2010-08-27 13:12:09

by Justin Piszcz

[permalink] [raw]
Subject: 3w-9xxx: scsi0: WARNING: (0x06:0x0037): Character ioctl (0x108) timed out, resetting card.

Hello,

I sometimes see this on one of my two 3ware cards in my system.

I have opened a case previously with LSI/3ware and they are not sure what
is going on, all disks are good, etc.

I notice this sometimes occurs when there is high I/O & network activity,
but I am not able to reproduce it at will. I do remember it happening
before though just running a postmap on some files and rsyncing a few
configuration files around.

Originally I thought it might be something to do with having smartd
running, but I disabled it and the problem persists.

The next thing I am looking at is the 'nobarrier' option, I've always used
it in the past, I have now mounted all FS without it and I will see if the
error recurs.

Does anyone know what the root cause of this problem may be?

Aug 24 09:14:04 p34 kernel: [247295.662461] 3w-9xxx: scsi0: WARNING: (0x06:0x0037): Character ioctl (0x108) timed out, resetting card.

Latest kernel (2.6.35.x) and latest firmware on the card, etc.

Justin.


2010-08-27 16:29:46

by adam radford

[permalink] [raw]
Subject: Re: 3w-9xxx: scsi0: WARNING: (0x06:0x0037): Character ioctl (0x108) timed out, resetting card.

On Fri, Aug 27, 2010 at 6:12 AM, Justin Piszcz <[email protected]> wrote:

> Aug 24 09:14:04 p34 kernel: [247295.662461] 3w-9xxx: scsi0: WARNING:
> (0x06:0x0037): Character ioctl (0x108) timed out, resetting card.

Justin,

This just means the firmware didn't complete an ioctl in 60 seconds.

Can try changing this define in 3w-9xxx.h:

#define TW_IOCTL_CHRDEV_TIMEOUT 60 /* 60 seconds */

to 90 or 120 seconds to see if that fixes your issue?

Thanks,

-Adam

2010-08-27 17:10:44

by Justin Piszcz

[permalink] [raw]
Subject: Re: 3w-9xxx: scsi0: WARNING: (0x06:0x0037): Character ioctl (0x108) timed out, resetting card.



On Fri, 27 Aug 2010, adam radford wrote:

> Justin,
>
> This just means the firmware didn't complete an ioctl in 60 seconds.
>
> Can try changing this define in 3w-9xxx.h:
>
> #define TW_IOCTL_CHRDEV_TIMEOUT 60 /* 60 seconds */
>
> to 90 or 120 seconds to see if that fixes your issue?
>
> Thanks,
>
> -Adam
>

Hi Adam,

Thanks for responding!

LSI just got back to me on a second case, their latest beta firmware:
http://www.lsi.com/DistributionSystem/AssetDocument/readme.txt

SCR 2196: Unexpected controller soft resets
Fixed an issue with regards to deferral of write and read commands to
help eliminate unexpected soft resets.

Well well!

Plan of action:

1. See if the error recurs without 'nobarrier' - only because there are
some threads about problems when this is enabled on 3ware controllers.

2. LSI recommended I disconnect/replace my BBU module, I already did once
before, ~$120, so the next step I will apply their latest Beta firmware.

3. If it STILL does it, I can increase the timeout, HOWEVER, when I see
this, I/O on the system, everything locks up for 60-120-180-360 seconds
and then it comes back after it resets the controller.
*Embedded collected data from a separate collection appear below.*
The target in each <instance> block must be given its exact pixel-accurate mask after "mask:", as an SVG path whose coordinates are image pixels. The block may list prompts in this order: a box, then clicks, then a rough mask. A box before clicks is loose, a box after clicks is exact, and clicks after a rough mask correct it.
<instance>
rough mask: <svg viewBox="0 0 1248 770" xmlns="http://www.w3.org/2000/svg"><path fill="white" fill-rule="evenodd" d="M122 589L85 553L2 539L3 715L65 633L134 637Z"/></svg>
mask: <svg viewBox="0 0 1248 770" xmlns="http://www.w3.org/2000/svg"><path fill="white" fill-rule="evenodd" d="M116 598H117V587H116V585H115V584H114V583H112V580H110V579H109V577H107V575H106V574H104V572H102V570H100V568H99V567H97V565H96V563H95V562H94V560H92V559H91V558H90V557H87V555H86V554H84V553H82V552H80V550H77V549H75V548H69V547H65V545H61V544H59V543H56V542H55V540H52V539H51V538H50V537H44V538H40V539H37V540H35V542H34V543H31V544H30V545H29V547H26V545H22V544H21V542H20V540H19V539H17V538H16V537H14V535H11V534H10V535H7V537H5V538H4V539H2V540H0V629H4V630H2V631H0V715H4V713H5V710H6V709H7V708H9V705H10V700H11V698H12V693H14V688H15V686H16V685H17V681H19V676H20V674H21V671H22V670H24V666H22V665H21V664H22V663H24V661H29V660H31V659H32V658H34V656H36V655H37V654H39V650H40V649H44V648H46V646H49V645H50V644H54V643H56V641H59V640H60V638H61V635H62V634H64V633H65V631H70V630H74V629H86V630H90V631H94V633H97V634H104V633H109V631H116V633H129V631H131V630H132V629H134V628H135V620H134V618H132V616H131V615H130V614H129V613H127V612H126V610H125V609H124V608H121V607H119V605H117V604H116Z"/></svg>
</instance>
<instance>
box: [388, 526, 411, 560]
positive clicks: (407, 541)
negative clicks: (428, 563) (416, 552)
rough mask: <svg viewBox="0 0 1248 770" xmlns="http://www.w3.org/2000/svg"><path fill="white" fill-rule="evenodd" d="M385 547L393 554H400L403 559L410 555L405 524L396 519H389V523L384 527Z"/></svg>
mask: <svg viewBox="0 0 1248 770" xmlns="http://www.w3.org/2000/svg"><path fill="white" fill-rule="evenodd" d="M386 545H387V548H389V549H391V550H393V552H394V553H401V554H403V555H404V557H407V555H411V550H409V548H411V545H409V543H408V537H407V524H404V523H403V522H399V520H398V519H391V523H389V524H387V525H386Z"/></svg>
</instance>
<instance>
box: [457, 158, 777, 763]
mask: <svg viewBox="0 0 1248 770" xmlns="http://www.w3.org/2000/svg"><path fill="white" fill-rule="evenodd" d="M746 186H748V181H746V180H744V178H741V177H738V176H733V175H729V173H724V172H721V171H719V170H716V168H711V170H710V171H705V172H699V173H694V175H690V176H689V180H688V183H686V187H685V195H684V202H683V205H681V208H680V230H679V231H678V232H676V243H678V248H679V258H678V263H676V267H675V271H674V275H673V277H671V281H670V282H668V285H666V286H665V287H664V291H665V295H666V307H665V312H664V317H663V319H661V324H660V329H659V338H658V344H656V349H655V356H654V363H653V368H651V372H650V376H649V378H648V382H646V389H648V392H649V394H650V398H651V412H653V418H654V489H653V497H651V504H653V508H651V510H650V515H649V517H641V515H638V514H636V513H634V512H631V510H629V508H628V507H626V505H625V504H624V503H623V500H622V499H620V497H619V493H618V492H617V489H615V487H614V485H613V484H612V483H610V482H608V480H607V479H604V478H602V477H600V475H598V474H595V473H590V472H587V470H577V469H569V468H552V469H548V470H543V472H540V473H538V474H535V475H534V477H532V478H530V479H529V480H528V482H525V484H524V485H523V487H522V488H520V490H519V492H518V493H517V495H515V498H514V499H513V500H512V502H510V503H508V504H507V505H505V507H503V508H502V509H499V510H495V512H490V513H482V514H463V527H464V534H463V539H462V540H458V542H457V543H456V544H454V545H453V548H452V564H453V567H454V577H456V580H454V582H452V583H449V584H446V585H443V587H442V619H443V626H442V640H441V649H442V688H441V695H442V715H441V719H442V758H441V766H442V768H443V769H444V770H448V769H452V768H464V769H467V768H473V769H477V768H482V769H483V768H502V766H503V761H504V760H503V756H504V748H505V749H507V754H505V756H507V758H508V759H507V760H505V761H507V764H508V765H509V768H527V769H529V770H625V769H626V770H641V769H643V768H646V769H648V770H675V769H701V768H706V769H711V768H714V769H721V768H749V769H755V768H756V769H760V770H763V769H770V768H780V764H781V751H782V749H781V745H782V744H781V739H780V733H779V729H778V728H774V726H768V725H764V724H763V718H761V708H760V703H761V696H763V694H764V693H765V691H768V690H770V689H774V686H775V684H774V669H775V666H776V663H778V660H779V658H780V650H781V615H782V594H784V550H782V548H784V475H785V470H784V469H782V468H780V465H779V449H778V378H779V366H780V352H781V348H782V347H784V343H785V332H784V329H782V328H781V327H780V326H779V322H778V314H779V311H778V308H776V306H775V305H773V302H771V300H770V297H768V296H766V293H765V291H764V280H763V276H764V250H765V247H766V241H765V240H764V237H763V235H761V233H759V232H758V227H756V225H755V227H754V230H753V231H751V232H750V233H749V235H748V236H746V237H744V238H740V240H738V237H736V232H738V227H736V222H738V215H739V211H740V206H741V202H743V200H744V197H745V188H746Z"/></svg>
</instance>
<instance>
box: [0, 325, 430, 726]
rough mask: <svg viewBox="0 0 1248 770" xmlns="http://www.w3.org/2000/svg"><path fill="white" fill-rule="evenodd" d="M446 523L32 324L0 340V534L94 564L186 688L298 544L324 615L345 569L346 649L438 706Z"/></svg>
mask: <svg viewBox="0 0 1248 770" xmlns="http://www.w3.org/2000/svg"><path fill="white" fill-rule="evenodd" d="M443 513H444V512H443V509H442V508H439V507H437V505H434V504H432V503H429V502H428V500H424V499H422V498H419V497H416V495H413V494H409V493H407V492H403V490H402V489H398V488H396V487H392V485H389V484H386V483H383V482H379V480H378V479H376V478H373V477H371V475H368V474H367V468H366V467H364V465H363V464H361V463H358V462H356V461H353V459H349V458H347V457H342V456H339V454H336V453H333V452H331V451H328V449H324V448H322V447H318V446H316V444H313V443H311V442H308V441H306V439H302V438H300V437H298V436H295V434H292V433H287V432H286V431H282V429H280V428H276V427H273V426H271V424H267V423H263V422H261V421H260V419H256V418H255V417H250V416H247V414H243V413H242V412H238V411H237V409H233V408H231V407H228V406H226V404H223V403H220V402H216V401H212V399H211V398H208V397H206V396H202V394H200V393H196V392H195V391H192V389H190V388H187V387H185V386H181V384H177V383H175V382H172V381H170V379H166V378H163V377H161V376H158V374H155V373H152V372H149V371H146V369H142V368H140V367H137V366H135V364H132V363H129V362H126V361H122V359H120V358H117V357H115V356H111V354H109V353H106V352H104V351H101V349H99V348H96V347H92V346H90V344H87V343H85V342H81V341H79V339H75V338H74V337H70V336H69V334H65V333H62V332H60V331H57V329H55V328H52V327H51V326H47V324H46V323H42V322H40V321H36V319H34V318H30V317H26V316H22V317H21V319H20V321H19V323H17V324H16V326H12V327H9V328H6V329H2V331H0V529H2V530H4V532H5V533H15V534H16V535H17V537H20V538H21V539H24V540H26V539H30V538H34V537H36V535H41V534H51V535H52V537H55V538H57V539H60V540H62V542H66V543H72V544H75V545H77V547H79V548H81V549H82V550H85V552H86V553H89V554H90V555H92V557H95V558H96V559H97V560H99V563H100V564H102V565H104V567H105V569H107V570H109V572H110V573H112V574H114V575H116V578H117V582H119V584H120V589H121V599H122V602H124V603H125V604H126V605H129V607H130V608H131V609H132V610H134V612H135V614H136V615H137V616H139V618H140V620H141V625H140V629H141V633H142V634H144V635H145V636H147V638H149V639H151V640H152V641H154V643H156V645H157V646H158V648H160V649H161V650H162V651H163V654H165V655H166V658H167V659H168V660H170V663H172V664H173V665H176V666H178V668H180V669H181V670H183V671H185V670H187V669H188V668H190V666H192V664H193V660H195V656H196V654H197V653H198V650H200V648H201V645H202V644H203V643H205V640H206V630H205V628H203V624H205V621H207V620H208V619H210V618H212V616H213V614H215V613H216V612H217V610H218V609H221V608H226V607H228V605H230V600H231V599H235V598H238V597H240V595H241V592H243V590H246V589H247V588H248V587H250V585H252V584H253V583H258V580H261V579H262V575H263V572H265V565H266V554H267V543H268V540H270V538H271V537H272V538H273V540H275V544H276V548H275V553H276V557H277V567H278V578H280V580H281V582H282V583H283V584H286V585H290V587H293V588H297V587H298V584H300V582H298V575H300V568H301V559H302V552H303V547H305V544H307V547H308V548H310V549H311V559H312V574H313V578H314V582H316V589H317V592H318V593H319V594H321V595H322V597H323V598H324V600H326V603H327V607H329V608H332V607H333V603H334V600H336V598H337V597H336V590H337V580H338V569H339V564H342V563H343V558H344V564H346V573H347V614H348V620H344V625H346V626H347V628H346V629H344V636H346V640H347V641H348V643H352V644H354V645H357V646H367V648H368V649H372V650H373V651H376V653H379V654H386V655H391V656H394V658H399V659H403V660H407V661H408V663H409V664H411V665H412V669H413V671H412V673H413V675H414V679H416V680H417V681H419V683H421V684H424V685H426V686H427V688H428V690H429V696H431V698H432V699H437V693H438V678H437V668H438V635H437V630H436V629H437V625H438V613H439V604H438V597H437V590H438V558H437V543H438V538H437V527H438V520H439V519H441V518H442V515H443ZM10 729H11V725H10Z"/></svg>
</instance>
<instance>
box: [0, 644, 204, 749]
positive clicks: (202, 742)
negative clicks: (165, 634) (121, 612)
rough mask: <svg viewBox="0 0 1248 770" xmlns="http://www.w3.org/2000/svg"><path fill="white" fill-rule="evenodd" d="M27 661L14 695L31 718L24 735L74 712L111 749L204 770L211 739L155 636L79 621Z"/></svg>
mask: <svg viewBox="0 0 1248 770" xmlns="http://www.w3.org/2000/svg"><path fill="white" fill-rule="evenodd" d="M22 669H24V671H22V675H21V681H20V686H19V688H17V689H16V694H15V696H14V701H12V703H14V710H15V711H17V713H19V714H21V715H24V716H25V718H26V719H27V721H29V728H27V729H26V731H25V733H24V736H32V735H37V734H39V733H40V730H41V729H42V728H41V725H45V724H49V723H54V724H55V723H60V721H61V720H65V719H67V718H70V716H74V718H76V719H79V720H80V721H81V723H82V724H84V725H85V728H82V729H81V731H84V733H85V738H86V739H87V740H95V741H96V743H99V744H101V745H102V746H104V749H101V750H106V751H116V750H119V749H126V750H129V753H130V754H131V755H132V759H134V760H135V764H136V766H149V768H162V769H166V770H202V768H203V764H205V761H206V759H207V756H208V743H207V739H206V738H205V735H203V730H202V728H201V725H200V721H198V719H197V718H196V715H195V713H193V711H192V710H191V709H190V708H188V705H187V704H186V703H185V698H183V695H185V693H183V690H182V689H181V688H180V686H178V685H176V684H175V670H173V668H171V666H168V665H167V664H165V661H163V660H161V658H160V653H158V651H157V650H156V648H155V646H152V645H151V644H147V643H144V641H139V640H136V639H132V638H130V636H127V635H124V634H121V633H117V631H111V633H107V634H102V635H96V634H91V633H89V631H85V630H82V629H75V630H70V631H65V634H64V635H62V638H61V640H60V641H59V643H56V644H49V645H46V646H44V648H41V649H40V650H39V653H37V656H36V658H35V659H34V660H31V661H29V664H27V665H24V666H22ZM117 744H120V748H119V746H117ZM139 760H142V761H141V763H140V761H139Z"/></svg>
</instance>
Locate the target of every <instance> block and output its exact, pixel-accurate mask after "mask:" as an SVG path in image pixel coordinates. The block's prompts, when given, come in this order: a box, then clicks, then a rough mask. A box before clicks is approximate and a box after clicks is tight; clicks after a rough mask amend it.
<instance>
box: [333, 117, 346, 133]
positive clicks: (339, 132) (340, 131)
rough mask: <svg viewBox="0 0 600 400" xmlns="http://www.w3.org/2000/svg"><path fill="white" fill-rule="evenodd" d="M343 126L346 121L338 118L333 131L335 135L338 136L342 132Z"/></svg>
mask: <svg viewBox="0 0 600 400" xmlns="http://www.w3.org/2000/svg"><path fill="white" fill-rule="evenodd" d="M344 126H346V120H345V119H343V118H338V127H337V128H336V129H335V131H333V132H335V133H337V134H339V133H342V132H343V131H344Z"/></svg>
The weird thing is
this controller is only for a /data volume and not the root filesystem.
The root filesystem is on a separate RAID-1 4 port card (also w/BBU).

If you google that exact error, there is very little information, if I
find something that works, I'll update the list so others have something
to point to when they see this problem.

Justin.

2010-08-29 15:49:12

by Justin Piszcz

[permalink] [raw]
Subject: Re: 3w-9xxx: scsi0: WARNING: (0x06:0x0037): Character ioctl (0x108) timed out, resetting card.



On Fri, 27 Aug 2010, Justin Piszcz wrote:

Hi,

Current theory:

Mobo: Intel DP55KG

I had this:
#append="3w-9xxx.use_msi=1 reboot=a snd_hda_intel.enable_msi=1"

Now I am no longer using MSI for the 3ware driver, so far, the 'lag' /
controller reset problem has not occurred yet:
append="reboot=a snd_hda_intel.enable_msi=1"

I wish both cards did not use the same IRQ, however, if this solves the problem
then I'll be happy.

>From /proc/interrupts:

16: 44899 0 0 0 0 0 12418 0 IO-APIC-fasteoi 3w-9xxx, 3w-9xxx, ehci_hcd:usb1

So far I'm typing this e-mail on the client and I do not see any lag at this
time, it appears this has fixed my problem, I'll give it a few more hours/days
before I consider it 'fixed' but after changing all of the settings in 3dm2
and replacing/removing the BBUs, noticing no change, it appears to be an
interrupt problem when the 3ware cards are used with MSI on my motherboard.

Are there cases in which MSI should/should not be used? Generally I have it on
for all of my devices but perhaps the 3ware cards don't play well with it
on the Intel motherboard?

I am guessing the 'lag' issue causes the controller to reset when there is
too much I/O launched via cron (backups and such)..

We'll see if it happens again, I did briefly try the newest Beta firmware
as LSI recommended made no difference in terms of the lag issue.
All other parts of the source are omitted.